The iconic residence on Tristão Gonçalves street in the center of Crato is now occupied by the Museu Orgânico Casa de Telma Saraiva [Telma Saraiva House Organic Museum], which houses different collections, as well as a photographic studio. However, what draws the most attention are the painted portraits – ritual images formed by the desire to create new worlds, which began in the movie theater and resonated throughout the artist’s life.

A set of thirty self-portraits produced from the late 1940s covers one of the most special walls in the museum. There, Telma can be seen dressed as different characters, incorporating her fascination with the divas of Hollywood cinema. These images can also be understood as film frames: the choreography of poses directly refers to the cinematographic gesture, to the narrative mechanisms that the artist already dominated, appropriating the performance.

“That’s where my love for photography began,” she says. “I took portraits of myself with the mirror: I would place someone there, focused, got everything ready and then I would take the person’s place and tell them to just press the shutter button. Sometimes I used the manual shutter, sometimes I used the timer – because more modern cameras were already becoming available.”

And so a contemporary process, unprecedented in Ceará and Brazilian art, was born on the Araripe plateau, in Cratinho de Açúcar, during the 1940s. The Cariri region now has a precious collection that tells part of this story.

With the support of the Cariri Cultural Center and the Museum of Image and Sound of Ceará, Telma Saraiva’s entire photographic collection has been digitized, including her painted photographs, black and white and color photos, slides and 3 × 4 portraits. The museum, kept and coordinated by Ernesto Rocha in collaboration with the Saraiva Leão family, was inaugurated in 2021, with the support of Sesc [an organization that provides cultural and social services to traders, their families and the general public.].

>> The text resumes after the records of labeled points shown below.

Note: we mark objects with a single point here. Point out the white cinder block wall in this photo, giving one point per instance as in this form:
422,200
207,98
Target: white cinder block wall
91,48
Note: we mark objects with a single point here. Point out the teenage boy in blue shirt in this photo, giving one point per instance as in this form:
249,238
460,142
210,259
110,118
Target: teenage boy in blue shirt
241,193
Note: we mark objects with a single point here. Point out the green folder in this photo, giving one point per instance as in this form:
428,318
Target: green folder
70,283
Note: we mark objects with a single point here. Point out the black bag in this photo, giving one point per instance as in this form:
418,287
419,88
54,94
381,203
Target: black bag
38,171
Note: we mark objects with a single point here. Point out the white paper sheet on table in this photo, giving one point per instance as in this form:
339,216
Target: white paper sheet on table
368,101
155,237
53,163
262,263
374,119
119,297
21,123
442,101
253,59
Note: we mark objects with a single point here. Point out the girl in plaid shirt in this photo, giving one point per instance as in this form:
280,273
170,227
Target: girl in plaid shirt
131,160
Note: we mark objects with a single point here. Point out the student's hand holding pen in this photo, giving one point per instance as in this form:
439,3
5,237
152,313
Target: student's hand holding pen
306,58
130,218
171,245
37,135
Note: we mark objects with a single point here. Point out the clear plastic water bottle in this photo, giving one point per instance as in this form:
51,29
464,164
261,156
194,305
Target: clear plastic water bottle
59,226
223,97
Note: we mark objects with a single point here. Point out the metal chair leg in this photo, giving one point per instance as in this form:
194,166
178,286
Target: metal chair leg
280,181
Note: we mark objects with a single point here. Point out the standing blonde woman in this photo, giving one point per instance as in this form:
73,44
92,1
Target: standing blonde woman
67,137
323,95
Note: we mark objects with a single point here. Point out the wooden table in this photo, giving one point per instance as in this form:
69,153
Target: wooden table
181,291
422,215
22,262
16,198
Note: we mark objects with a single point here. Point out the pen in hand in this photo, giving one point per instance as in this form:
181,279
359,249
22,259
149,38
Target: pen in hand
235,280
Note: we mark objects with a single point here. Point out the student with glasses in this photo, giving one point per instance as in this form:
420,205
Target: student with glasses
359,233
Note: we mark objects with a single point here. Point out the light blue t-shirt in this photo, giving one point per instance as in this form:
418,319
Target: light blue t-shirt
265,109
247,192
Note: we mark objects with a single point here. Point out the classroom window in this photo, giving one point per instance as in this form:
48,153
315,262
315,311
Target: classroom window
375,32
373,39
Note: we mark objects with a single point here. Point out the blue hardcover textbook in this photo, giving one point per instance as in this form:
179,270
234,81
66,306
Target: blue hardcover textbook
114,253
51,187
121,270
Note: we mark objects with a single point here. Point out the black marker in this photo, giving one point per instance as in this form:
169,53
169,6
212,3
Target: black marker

Telma’s collection includes the photos left by clients, as well as her furniture, costumes and studio, which are preserved; but above all, what stands out are the precious albums she put together for each of her children, religiously recording the different stages in their lives. In Ernesto’s album, for example, she photographed him every month on the anniversary of the day of his birth, establishing the practice of the monthly birthday, today so banalized. The albums depicting Edilma, her only daughter, are distinguished by their technical sophistication, with complete series of photographs fully painted. On viewing these files, one of the great surprises was to discover Telma’s passion for Carnival: she organized parades and designed creative costumes. However, perhaps it is not surprising that the artist never ceased to invent new worlds in different ways. ///

TELMA SARAIVA (Crato, CE, 1928-2015) was a photographer and painter. Exhibitions of her work include Telma Saraiva e a fascinação do mundo, at the Rio Art Museum (MAR), Raio-que-o-parta: ficções do moderno no Brasil [Get Lost: Fictions of the Modern in Brazil, 2022], at Sesc 24 de Maio, in São Paulo, and Telma Saraiva: artífice da imagem, at the Museum of Contemporary Art of Ceará.

BITU CASSUNDÉ (Várzea Alegre, CE, 1974) is a curator, researcher, and educator. He curated the exhibitions Telma Saraiva e a fascinação do mundo [Telma Saraiva and the Fascination of the World, 2025], at the Rio Art Museum (MAR), and Telma Saraiva: artífice da imagem [Telma Saraiva: Creator of the Image, 2018], at the Museum of Contemporary Art of Ceará (MACCE), among others. He is the heritage and memory manager at the Sérvulo Esmeraldo Cariri Cultural Center (CCCARIRI).